Curitiba- A cabeleireira Márcia de Freitas Salvador, de 32 anos, viveu uma história típica das novelas globais por quase 45 horas. Ela foi a autora do sequestro da recém-nascida Gabriele, no último sábado, e confessou que praticou o crime por amor. Em rápida entrevista à imprensa, Márcia chorou muito. De cabeça baixa o tempo todo, confessou: ''Foi pelo amor do meu namorado. Mas não valeu a pena e estou arrependida.''
No ano passado, ela teria iniciado um romance com Edson Luis Túlio. Os dois teriam ido morar juntos no bairro Santa Felicidade, em Curitiba. Entretanto, com apenas dois meses de gravidez, Márcia teve um aborto espontâneo em agosto do ano passado e escondeu o fato. Ela foi para São Paulo e pretendia reatar o namoro aparecendo com uma criança.
De acordo com o depoimento dela ao Serviço de Investigações de Crianças Desaparecidas (Sicride), o sequestro não havia sido premeditado. Por volta das 22 horas de sábado, Márcia teria tentado entrar pela garagem do hospital vestida de branco e dizendo que era enfermeira. Um segurança e um policial militar, que estavam no local, teriam impedido a entrada dela por não portar documentos que comprovassem que era enfermeira e que precisava entrar. Márcia então teria resolvido entrar pela lateral do hospital, destinada para os conveniados (pacientes com planos de saúde).

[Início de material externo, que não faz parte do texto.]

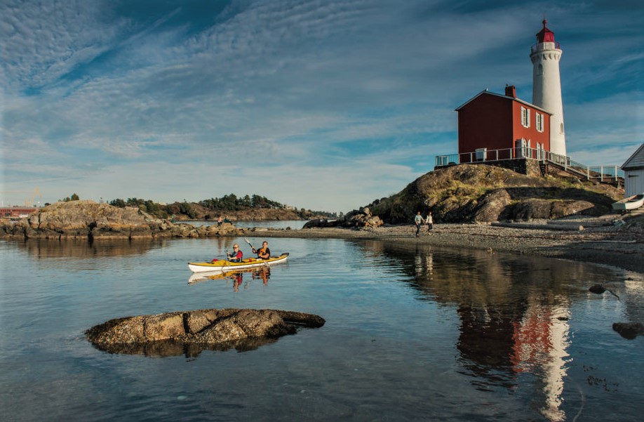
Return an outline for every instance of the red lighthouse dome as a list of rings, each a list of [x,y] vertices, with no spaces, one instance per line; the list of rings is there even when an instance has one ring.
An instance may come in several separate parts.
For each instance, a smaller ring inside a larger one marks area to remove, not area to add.
[[[546,23],[547,20],[544,19],[543,29],[537,34],[537,43],[554,43],[554,32],[546,27]]]

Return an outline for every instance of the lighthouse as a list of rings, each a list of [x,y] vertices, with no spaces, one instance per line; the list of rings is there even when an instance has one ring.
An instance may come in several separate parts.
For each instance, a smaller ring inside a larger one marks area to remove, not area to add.
[[[559,60],[563,51],[554,40],[554,32],[544,27],[537,34],[537,44],[530,48],[532,62],[532,104],[552,113],[550,118],[550,151],[565,155],[563,105]]]

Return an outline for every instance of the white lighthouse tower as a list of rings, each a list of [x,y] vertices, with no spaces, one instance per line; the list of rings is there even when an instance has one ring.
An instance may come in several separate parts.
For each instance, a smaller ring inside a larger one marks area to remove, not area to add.
[[[563,105],[559,59],[563,51],[555,42],[554,32],[544,27],[537,34],[537,44],[530,49],[532,62],[532,104],[552,113],[550,118],[550,151],[565,155],[565,132],[563,130]]]

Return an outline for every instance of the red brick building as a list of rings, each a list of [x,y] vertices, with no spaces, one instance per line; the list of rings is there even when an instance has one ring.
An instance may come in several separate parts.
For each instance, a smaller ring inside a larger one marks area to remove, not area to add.
[[[483,91],[456,109],[460,162],[530,157],[550,151],[551,114],[516,98]],[[471,153],[471,154],[464,153]]]

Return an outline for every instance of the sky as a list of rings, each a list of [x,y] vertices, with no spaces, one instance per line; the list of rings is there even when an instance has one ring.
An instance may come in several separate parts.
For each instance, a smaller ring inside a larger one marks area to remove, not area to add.
[[[568,155],[621,165],[644,142],[640,0],[1,0],[0,204],[346,213],[456,153],[481,91],[531,102],[544,15]]]

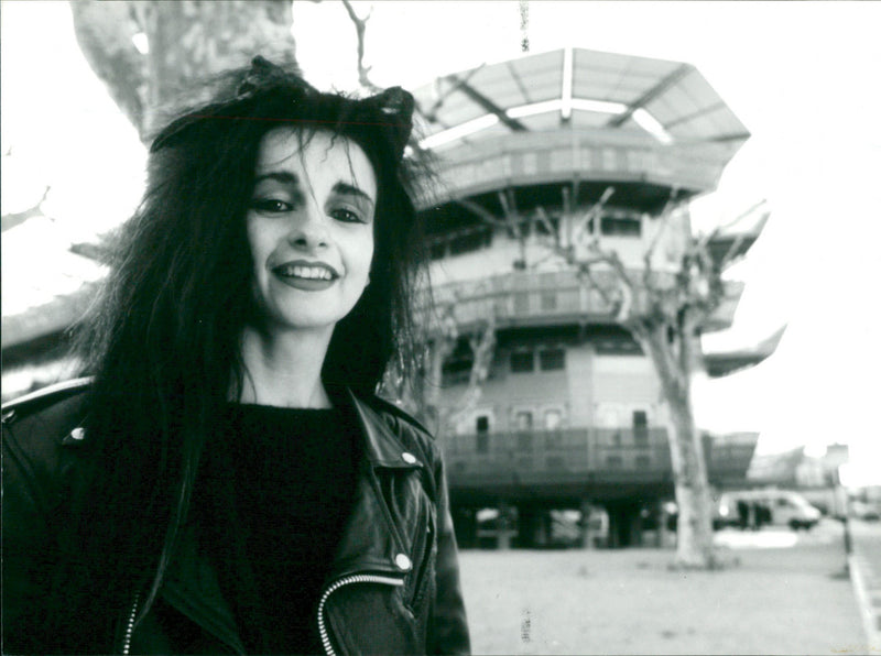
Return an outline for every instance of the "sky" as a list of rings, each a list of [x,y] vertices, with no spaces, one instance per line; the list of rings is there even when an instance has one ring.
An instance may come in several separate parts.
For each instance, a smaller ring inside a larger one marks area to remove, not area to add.
[[[516,1],[354,4],[362,17],[372,7],[367,64],[381,86],[421,86],[521,54]],[[881,484],[872,300],[881,281],[881,2],[527,6],[531,52],[570,45],[687,62],[752,133],[718,190],[693,207],[698,228],[763,198],[772,210],[732,272],[747,283],[735,327],[705,346],[747,346],[787,329],[765,362],[697,382],[698,422],[759,431],[759,452],[805,446],[820,455],[848,444],[848,480]],[[11,149],[3,212],[32,205],[48,184],[43,208],[65,239],[111,227],[138,200],[143,147],[79,53],[69,9],[4,0],[0,29],[2,152]],[[341,3],[294,2],[294,35],[314,85],[357,87],[355,29]]]

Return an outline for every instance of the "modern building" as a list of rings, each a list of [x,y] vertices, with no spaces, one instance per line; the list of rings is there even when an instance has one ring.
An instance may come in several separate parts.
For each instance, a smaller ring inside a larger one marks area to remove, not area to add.
[[[655,275],[673,275],[692,227],[667,204],[711,192],[749,133],[693,66],[579,48],[447,75],[415,96],[443,181],[425,209],[435,346],[450,324],[457,339],[432,393],[460,539],[476,540],[486,509],[502,537],[519,517],[512,533],[534,546],[551,539],[552,510],[602,506],[611,544],[637,542],[673,496],[665,403],[618,306],[561,252],[596,239],[640,271],[654,244]],[[713,259],[746,253],[765,218],[717,234]],[[741,291],[726,283],[708,329],[731,325]],[[779,339],[706,354],[706,371],[754,364]],[[743,480],[757,437],[706,436],[713,484]]]

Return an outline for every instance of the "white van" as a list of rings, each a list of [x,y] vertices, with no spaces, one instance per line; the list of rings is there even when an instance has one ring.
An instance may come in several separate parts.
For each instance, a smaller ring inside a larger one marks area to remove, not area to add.
[[[811,528],[820,512],[791,490],[743,490],[719,496],[717,525],[761,528],[764,525]]]

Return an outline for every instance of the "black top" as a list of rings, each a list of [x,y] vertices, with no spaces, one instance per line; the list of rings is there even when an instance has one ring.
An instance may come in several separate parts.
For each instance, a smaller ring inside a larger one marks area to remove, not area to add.
[[[203,503],[214,504],[208,548],[239,632],[249,652],[319,653],[318,598],[360,460],[354,420],[337,409],[229,404],[219,434],[220,458],[199,480]]]

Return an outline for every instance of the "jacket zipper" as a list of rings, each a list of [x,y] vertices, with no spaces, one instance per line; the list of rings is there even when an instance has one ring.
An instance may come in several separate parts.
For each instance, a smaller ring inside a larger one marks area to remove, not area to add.
[[[349,583],[384,583],[387,586],[403,586],[404,581],[403,579],[380,575],[351,575],[348,577],[342,577],[341,579],[337,579],[330,586],[328,586],[322,594],[322,599],[318,601],[318,635],[322,638],[322,646],[324,647],[327,656],[336,656],[336,652],[334,650],[334,646],[330,644],[330,635],[327,632],[327,624],[324,617],[324,606],[327,603],[327,598],[330,597],[333,592],[339,590],[344,586],[348,586]]]
[[[126,635],[122,638],[122,654],[128,656],[131,650],[131,637],[134,633],[134,619],[138,616],[138,602],[140,601],[140,592],[134,594],[134,601],[131,604],[131,613],[129,613],[129,621],[126,623]]]

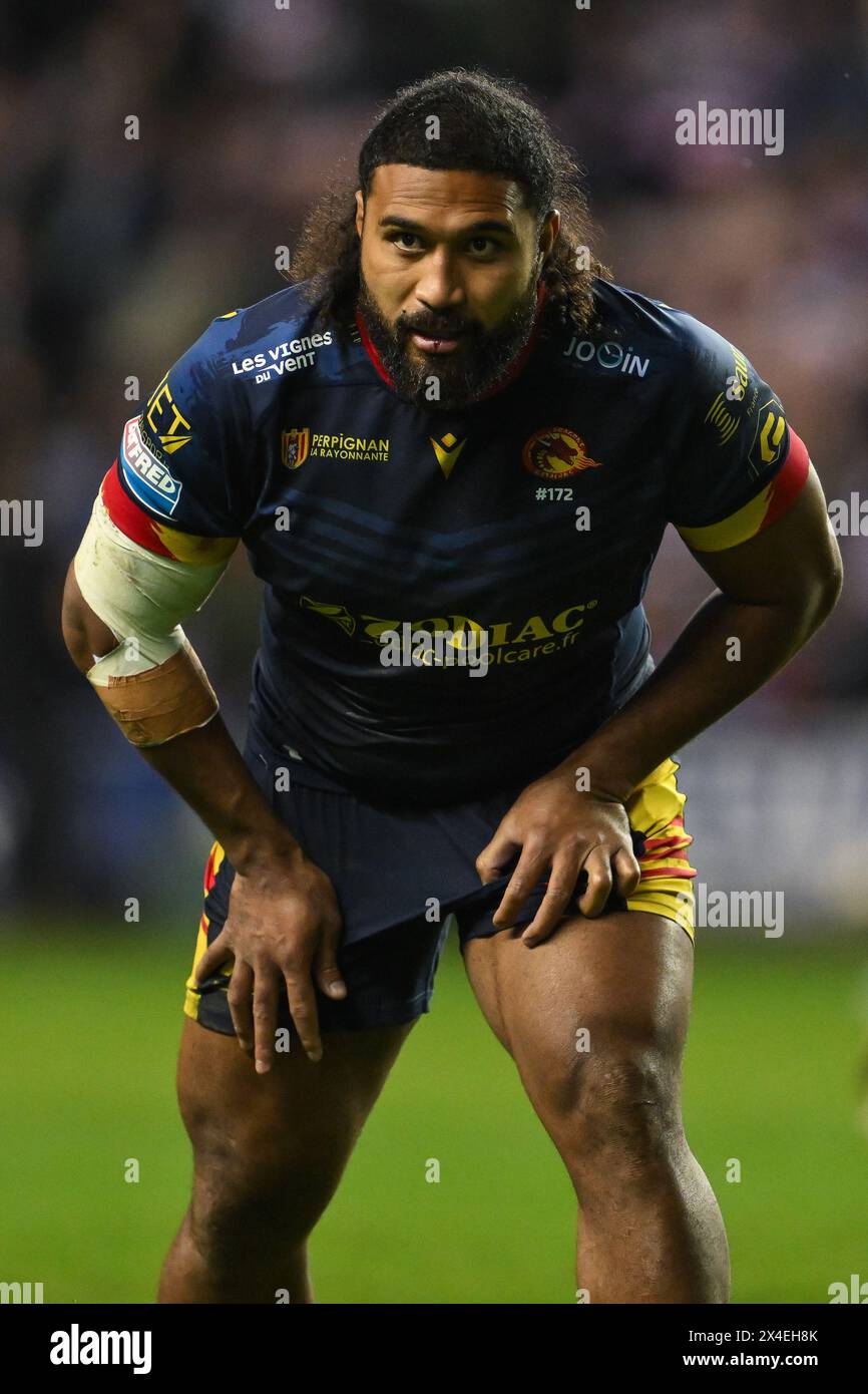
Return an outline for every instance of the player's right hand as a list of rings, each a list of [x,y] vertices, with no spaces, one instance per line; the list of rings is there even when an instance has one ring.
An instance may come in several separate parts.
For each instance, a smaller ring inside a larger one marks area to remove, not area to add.
[[[202,984],[231,955],[228,1008],[238,1044],[255,1055],[256,1073],[274,1059],[277,1006],[286,984],[290,1012],[309,1059],[322,1059],[313,981],[327,997],[347,995],[337,966],[341,916],[334,887],[301,850],[235,871],[226,924],[195,969]]]

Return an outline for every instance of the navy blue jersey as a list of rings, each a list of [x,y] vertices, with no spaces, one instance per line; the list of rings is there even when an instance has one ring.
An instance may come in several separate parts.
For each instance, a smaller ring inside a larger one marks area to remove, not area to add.
[[[265,583],[251,717],[273,746],[371,800],[541,775],[648,677],[666,524],[713,551],[790,503],[807,452],[747,358],[684,311],[595,297],[592,335],[543,302],[503,386],[444,411],[288,287],[215,319],[127,424],[118,527],[191,565],[241,538]]]

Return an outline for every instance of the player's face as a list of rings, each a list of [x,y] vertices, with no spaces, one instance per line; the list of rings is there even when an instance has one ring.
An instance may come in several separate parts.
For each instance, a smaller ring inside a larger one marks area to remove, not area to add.
[[[460,407],[527,343],[536,283],[557,237],[521,187],[495,174],[380,164],[357,194],[359,308],[398,390]]]

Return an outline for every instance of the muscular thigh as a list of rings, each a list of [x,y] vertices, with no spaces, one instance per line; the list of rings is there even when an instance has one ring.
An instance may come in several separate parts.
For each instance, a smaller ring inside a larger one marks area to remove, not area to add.
[[[543,1121],[570,1111],[588,1061],[653,1057],[676,1087],[692,987],[684,930],[644,912],[575,916],[528,948],[522,928],[468,940],[464,963]]]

Ela teria entrado sem ser abordada por ninguém e teria ido até o sétimo andar, onde ficavam as enfermarias da maternidade. Antes tentou forçar uma porta mas não teria encontrado meninas. Na segunda enfermaria, ela teria entrado e perguntado se eram bebês do sexo feminino e pedido a menina mais nova. Depois de pegar Gabriele, que estava com um macacãozinho, ela teria saído pela mesma porta de entrada dos convênios com o bebê no colo e sem ser abordada. ''Ela saiu vestida de branco, da mesma forma como entrou. Como se fosse uma enfermeira e ninguém viu nada. Ela estava com um bebê no colo e foi embora tranquilamente de ônibus'', relatou a delegada Márcia Tavares, titular do Sicride e responsável pelas investigações.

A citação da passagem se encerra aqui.